For someone with my condition, it takes 200% more energy to be and stay positive than it does the average person and that's no bullshit. I told him it takes enough energy just to be happy about something for a period of cetain happiness for any great length. Mania doesn't bring "happiness," that's a fallacy. It wears you out. Sure, there's the delusion of grandeur, the go-go-go on no sleep & seeming euphoria that go along with mania, but as I've said, it comes crashing down if you don't stabilize. I understand that makes people like me probably quite difficult to live with but my God in heaven, at least I'm NICE about it and my "bad moods" don't involve deliberately hurting other people. If I'm in a depressive state and want to be alone, I just do so with no gruff from my son. Not everyone else I know is on board with this. Professors are, as well they should be in a psychology school. Doctors and therapists are empathetic, as are a handful of friends. Some people avoid me, which is okay, but sometimes makes matters worse, as I tend to take it as a character flaw of my own rather than the person being often times slightly frightened of a depressed person.

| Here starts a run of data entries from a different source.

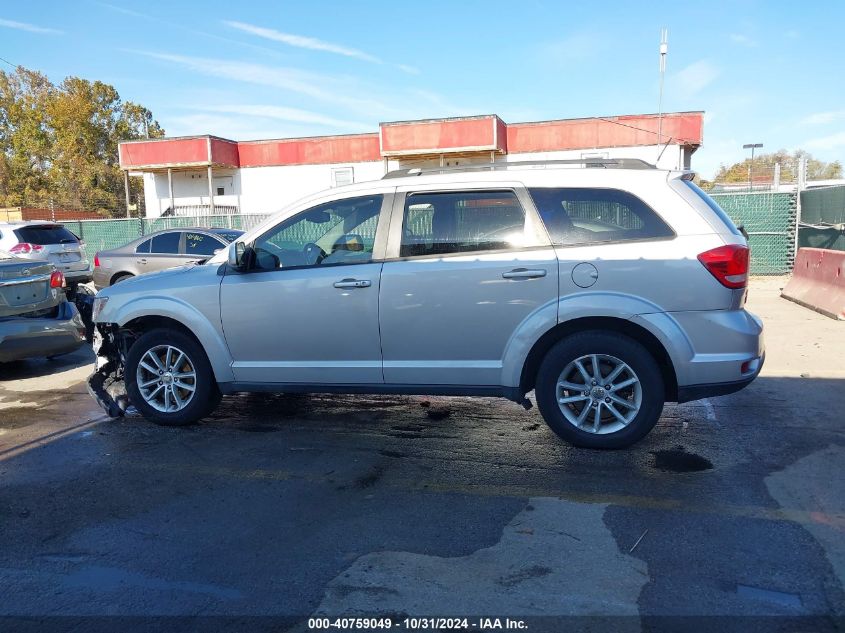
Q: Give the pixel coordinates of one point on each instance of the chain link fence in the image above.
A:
(101, 235)
(770, 220)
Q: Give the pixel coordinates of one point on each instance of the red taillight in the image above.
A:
(25, 248)
(57, 280)
(728, 264)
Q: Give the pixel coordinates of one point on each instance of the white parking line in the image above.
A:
(710, 409)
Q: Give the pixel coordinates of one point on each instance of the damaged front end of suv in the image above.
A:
(106, 385)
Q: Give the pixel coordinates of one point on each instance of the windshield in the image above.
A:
(44, 234)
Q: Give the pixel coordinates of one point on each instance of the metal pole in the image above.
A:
(751, 171)
(664, 49)
(210, 192)
(170, 190)
(126, 189)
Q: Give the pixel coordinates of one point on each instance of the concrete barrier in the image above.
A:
(818, 281)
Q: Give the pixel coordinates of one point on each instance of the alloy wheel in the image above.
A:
(599, 393)
(166, 378)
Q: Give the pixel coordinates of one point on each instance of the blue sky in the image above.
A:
(767, 72)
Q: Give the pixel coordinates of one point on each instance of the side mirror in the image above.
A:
(236, 255)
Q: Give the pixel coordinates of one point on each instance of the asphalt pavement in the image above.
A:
(280, 508)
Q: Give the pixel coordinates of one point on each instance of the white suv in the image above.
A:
(607, 287)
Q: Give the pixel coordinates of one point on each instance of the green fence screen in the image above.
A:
(102, 235)
(822, 218)
(769, 219)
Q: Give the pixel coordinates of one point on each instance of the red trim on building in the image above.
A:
(440, 136)
(624, 131)
(163, 153)
(310, 151)
(415, 138)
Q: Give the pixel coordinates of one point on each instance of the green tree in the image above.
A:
(764, 166)
(60, 142)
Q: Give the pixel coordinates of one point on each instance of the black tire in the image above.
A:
(206, 396)
(613, 344)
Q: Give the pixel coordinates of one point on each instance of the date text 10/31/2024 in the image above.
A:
(421, 623)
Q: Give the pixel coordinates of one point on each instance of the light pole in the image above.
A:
(752, 147)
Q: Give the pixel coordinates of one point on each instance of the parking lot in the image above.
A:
(289, 506)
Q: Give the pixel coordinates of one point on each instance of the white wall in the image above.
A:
(268, 189)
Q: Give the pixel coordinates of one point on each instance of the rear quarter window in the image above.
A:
(575, 215)
(714, 206)
(46, 234)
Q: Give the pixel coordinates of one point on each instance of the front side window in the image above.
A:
(166, 243)
(460, 222)
(201, 244)
(584, 216)
(338, 232)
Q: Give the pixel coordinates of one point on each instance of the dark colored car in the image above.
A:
(36, 319)
(157, 251)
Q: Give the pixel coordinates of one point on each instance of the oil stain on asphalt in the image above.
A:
(678, 460)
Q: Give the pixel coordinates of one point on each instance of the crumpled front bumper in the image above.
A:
(106, 384)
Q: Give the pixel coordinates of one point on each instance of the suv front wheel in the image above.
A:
(169, 379)
(600, 390)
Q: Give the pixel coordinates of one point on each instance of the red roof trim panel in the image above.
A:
(182, 151)
(442, 136)
(624, 131)
(310, 151)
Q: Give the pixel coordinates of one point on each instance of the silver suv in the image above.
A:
(47, 241)
(607, 287)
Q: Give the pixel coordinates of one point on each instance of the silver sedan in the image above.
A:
(157, 251)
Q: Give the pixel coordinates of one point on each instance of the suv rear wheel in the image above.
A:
(600, 390)
(169, 379)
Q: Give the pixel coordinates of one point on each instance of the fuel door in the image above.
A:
(584, 275)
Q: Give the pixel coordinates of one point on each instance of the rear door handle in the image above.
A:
(524, 273)
(353, 283)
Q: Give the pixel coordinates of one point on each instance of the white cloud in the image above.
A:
(301, 41)
(823, 118)
(411, 70)
(322, 87)
(743, 40)
(695, 77)
(832, 141)
(30, 28)
(231, 127)
(312, 43)
(294, 115)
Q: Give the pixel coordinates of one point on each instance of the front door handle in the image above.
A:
(353, 283)
(524, 273)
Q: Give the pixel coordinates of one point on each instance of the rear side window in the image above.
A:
(167, 243)
(460, 222)
(585, 216)
(719, 211)
(46, 234)
(228, 236)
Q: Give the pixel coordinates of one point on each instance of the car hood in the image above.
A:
(157, 280)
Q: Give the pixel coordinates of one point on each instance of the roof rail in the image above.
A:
(600, 163)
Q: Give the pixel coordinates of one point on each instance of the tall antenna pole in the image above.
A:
(664, 49)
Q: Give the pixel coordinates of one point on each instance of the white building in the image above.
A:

Depression takes work. Lots of it. It takes energy to get out of bed, to shower, to get dressed, to eat. It takes energy to defend yourself from the crap you're dealing with on a daily basis. Sometimes none of us--not just people with depression--have that energy. So yes, I corrected my friend on his invalid assumption. I haven't heard a rebuttal, so I assume he got my point. I'm not just calling whine-one-one on this matter.
Between my recent illness, a solo Christmas and boring new year' eve, I'm itching to get out of the house even if it's just to go to the store or something. I can tell you first-hand that Chicago's in the middle of facing its most brutal winter in 3 decades, with scant relief in sight come late this weekend (read: temperatures above 30). We were buried in about 2 feet of snow, then hit with a cold spell that's still making it unbearable to be outside and has closed schools and businesses, delayed flights, messed up trains and buses and caused widespread misery all across our great city and outlying areas. Temperatures reached a high of -16 yesterday, with -40 below wind chills, and today we cracked one plus degree, though still with wind chills in the -20's. All this cloistering in the house with my family would've been made impossible without Luke, so for that, I'm very grateful. (And he and his buddy dug my car out, for naught).
So, stable but in a state of flux. A militia at home.
I hope everyone's staying warm and feeling loved.